Si hay obras de arte que se dice que no tienen precio, ¿cómo puede alguien haberlas comprado? ¿No deberían ciertas pinturas pertenecer a todo un país, como un símbolo nacional más?
La Mona Lisa, como usted ya sabe, está en Francia. Nada de irregular botín de guerra o subasta, el rey Francisco I se lo compró al autor con todas las de la ley. Pero eso no quita para que el hecho de tener un cuadro tan representativo de Leonardo tan lejos se clave como una espinita en el corazón de muchos italianos. (Perfectamente comprensible, a mí también me fastidia que "La Vieja friendo huevos" de Velázquez esté en la National Gallery de Edimburgo, pese a mi profunda devoción por esa ciudad).
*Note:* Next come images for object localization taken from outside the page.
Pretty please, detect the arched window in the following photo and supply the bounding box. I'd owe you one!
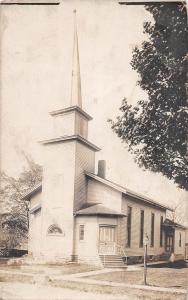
[47,224,63,235]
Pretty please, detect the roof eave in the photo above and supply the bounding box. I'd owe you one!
[125,191,174,212]
[30,204,41,214]
[22,184,42,201]
[50,106,93,121]
[39,135,100,152]
[76,213,126,217]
Fue precisamente ese patriotismo por lo artístico el que, dicen por tierras italianas, llevó a Vicenzo Peruggia a robar el cuadro del Louvre en 1911. Nada espectacular. En aquella época pre-células fotoeléctricas y sensores de calor, todo lo que tuvo que hacer fue esperar a quedarse solo en la sala, descolgar la pintura, sacarla del marco, enrollarla y para casa. También debió ayudar que había estado empleado en el museo.
A Vicenzo le trincaron con las manos en la Lisa dos años después, cuando intentaba colocar el cuadro en Florencia. La policía francesa ya había sospechado de él, pero cuando registraron su casa, ninguno cayó en mirar debajo del mantel de la mesa de la cocina, (que es el primer sitio donde se mira, señores). El cuadro volvió al Louvre y Vicenzo fue a la cárcel en Italia. Lo soltaron al poco tiempo, al fin y al cabo, era una especie de héroe nacional.
Lo que jamás ha quedado claro es si el astuto Eduardo Valfierno estaba compinchado con Peruggia o era un simple estafador con alma de empresario. El caso es que, aprovechando que la Gioconda estaba en paradero desconocido, le encajó copias como si fueran el original a 6 pardillos millonarios, a 300.000 dolares la broma. Chico listo.
Vicenzo Peruggia posa para las cámaras de la policía.